La Confédération Paysanne 17 refuse de signer la motion des irrigants

Publié le par Jean Luc

L’eau est un bien commun de l’humanité. L’irrigation agricole et la question de l’eau dans
notre département sont un sujet très sensible et oh combien récurant depuis de nombreuses
années. La Confédération Paysanne a refusé de porter sa signature au bas de la motion signée
par l’intersyndicale agricole, la chambre d’agriculture et l’association des irrigants, parue le 31
mai 2010.
La profession agricole et la chambre d’agriculture ont toujours poussé à irriguer plus et ce
sont eux les principaux responsables de l’impasse dans laquelle sont aujourd’hui les irrigants.

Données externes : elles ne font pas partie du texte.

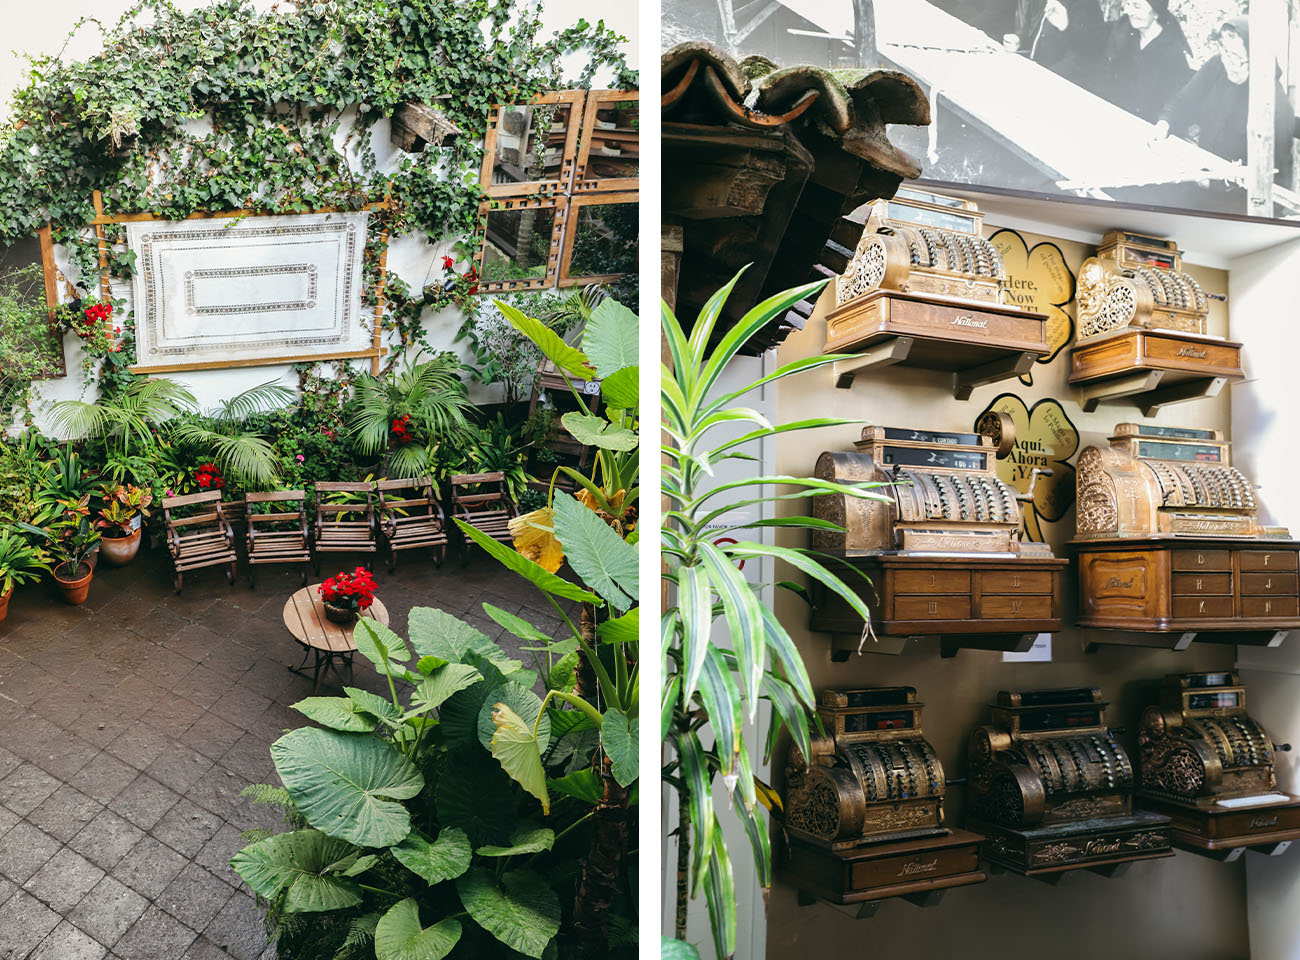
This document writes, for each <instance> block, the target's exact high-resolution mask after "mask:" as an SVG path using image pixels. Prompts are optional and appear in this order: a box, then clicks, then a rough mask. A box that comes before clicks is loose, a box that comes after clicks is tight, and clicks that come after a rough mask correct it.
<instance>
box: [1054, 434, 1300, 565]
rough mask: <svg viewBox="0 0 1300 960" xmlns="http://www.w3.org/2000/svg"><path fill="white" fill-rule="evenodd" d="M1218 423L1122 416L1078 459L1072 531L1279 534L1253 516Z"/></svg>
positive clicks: (1082, 535)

Ce n’est pas aider les paysans que de continuer cette fuite en avant qui les conduit dans le
mur.
Cette année 2010 s’annonce encore une fois comme une année sèche, où le milieu sera
encore très déficitaire et où les niveaux des nappes seront très bas. Les prélèvements en eau
sur les différents bassins pour l’irrigation agricole sont de loin les plus importants. D’autant que
la période des prélèvements coïncide, en conchyliculture, avec un besoin indispensable en eau
pour la bonne survie des coquillages. Il faut souligner ici l’importance du partage de l’eau entre
les paysans de la mer et ceux de la terre, et notamment l’accès à l’eau pour faciliter les
nouvelles installations.
Nous constatons cependant que la profession a fait des efforts en matière d’économie
d’eau mais il faut s’adapter au milieu naturel.
Pour ce qui est de la mise en oeuvre des réserves de substitution, la Confédération
Paysanne s’est déjà longuement exprimée sur le sujet en invoquant des dépenses publiques
importantes au bénéfice de quelques irrigants seulement, ainsi que sur la méthode de
remplissage des dites réserves en prélevant dans les nappes.
Pour assurer le maintien d’une agriculture vivante, ce n’est pas seulement en développant
l’irrigation sur les cultures, mais en assurant un revenu décent aux agriculteurs et aquaculteurs
par des prix rémunérateurs obtenus par la maîtrise et la répartition des productions qui invitera
à d’avantage d’installation pour les jeunes.
Il faut maintenant une politique qui accompagne les paysans vers une autre agriculture
moins consommatrice d’eau, plus respectueuse de l’environnement et donc plus durable. C’est
cette agriculture paysanne qui peut construire un monde apaisé où l’agriculture retrouverait sa
mission de nourrir les femmes et les hommes de son territoire.